Texas Moves to End “Law of Parties” and Clergy Ban in Death Chamber

Texas House Votes Against Controversial “Law of Parties”

May 17, 2021 | In early May, the Texas House overwhelmingly voted in favor of a bill that would end the state’s “Law of Parties,” which allows death sentences to be handed down to individuals present for crimes they were fully unaware would take place.

The bill, sponsored by Rep. Jeff Leach (R), still needs to pass one final vote in the House before moving to the Senate for consideration.

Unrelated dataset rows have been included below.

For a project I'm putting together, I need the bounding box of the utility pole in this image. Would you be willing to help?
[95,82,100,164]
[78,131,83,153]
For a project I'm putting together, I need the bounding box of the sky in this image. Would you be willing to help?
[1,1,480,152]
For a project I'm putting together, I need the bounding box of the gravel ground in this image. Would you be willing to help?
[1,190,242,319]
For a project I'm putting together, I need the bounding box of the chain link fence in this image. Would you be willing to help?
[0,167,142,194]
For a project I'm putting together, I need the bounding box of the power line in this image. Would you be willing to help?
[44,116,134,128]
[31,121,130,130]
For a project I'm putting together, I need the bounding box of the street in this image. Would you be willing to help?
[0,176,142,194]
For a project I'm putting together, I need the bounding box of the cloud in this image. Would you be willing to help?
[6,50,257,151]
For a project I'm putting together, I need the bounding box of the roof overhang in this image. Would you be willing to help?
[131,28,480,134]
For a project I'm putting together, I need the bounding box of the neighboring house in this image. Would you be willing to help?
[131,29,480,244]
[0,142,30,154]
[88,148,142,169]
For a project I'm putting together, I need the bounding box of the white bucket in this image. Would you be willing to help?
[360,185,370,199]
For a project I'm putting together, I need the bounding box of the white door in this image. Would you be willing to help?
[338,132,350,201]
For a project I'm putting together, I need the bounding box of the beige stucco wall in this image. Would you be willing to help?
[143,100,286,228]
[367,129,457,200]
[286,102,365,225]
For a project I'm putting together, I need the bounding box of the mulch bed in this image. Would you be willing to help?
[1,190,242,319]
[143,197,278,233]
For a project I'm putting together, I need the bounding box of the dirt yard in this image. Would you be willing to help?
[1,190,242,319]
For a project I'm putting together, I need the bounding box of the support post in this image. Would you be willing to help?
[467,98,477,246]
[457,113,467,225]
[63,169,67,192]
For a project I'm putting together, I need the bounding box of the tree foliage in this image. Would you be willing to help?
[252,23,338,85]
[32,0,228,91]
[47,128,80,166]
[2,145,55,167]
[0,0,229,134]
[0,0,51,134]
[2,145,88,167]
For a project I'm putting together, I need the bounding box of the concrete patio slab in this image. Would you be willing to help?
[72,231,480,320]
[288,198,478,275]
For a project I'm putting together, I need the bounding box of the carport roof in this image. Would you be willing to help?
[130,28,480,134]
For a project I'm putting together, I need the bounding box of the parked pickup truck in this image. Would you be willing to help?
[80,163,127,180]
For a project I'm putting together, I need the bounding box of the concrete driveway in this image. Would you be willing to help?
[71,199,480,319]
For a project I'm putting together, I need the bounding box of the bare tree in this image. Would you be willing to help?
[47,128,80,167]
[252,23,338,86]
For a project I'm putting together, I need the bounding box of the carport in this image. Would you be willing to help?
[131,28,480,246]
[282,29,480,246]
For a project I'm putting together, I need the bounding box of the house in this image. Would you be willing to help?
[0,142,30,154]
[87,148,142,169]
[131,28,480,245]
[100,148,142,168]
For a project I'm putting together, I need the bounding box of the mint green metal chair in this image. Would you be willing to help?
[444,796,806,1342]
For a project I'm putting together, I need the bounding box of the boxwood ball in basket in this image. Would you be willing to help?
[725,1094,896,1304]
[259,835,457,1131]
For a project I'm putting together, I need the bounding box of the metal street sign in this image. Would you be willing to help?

Texas is not the only state that allows for the execution of people who did themselves commit capital murder. The state of Alabama, under its “accomplice law,” executed Nathaniel Woods in March 2020 for being a co-conspirator in a capital case. His co-defendant, Kerry Spencer, took sole responsibility for the killings.

Texas Prison Allow Clergy and Spiritual Advisors Back into the Death Chamber

Last month, Texas also lifted a two-year ban on clergy and spiritual advisors present in the death chamber.

In April 2019, the U.S. Supreme Court halted the execution of Patrick Murphy from being carried out after Texas would not allow his Buddhist chaplain to be present in the death chamber. In response to that ruling, Texas subsequently banned all spiritual advisors from being present in the death chamber.

Another individual on Texas’ death row, Ruben Gutierrez, was also given a stay of execution the by the U.S. Supreme Court in 2020 based on similar grounds of religious rights violation.